El segundo domingo de mayo de cada año se celebra el llamado “Día de la Mare de Deu”. Aunque la fiesta litúrgica es la víspera (el sábado), el pontifical, el traslado y la procesión se celebran el domingo; a partir de 1911 se comenzó a construir, anualmente, un retablo de flores en la plaza de la Virgen de Valencia.
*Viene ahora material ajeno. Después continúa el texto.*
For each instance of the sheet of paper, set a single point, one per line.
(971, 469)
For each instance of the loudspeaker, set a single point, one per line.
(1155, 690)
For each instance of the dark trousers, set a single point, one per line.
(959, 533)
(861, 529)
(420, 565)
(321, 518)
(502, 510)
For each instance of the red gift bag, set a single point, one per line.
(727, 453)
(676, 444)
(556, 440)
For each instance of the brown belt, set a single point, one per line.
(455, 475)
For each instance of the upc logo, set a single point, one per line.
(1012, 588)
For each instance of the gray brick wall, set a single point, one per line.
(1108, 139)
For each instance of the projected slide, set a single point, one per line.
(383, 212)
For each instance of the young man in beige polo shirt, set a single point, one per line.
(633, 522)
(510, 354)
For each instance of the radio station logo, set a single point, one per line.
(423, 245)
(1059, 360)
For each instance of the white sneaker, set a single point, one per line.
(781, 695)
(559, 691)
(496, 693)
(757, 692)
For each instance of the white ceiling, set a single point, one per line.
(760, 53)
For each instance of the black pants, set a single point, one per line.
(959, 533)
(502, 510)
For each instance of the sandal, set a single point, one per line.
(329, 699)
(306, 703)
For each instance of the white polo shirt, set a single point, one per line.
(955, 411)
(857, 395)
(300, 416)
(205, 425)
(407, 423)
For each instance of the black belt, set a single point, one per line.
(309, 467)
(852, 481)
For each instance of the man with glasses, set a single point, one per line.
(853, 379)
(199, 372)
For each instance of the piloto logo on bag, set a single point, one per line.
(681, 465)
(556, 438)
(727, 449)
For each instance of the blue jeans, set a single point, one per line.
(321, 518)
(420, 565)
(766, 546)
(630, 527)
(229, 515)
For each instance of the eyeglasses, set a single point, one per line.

Otros actos destacables, especialmente dedicados a la Virgen de los Desamparados en Valencia son: la Ofrenda de Flores que viene celebrándose desde 1943, el 18 de marzo de cada año, con motivo de las fiestas de San José; y la ofrenda de los niños que se celebra todos los sábados en la Real Basílica de la Virgen, a cuya restauración en 1999 contribuyó modestamente la Real Hermandad del Santo Cáliz.

La devoción del pueblo valenciano a su Virgen ha traspasado fronteras y se manifiesta en el famoso traslado multitudinario, procesión y múltiples actos en su honor, como las visitas diarias a rezarle una Salve en su Basílica y ofrenda de velas encendidas, que para la salida del humo se ha tenido que habilitar chimeneas especiales.

La Real Hermandad del Santo Cáliz, Cuerpo de la Nobleza Valenciana, sigue fiel a su Patrona, como reza en las primeras Constituciones: “Nuestra Señora de los Desamparados”.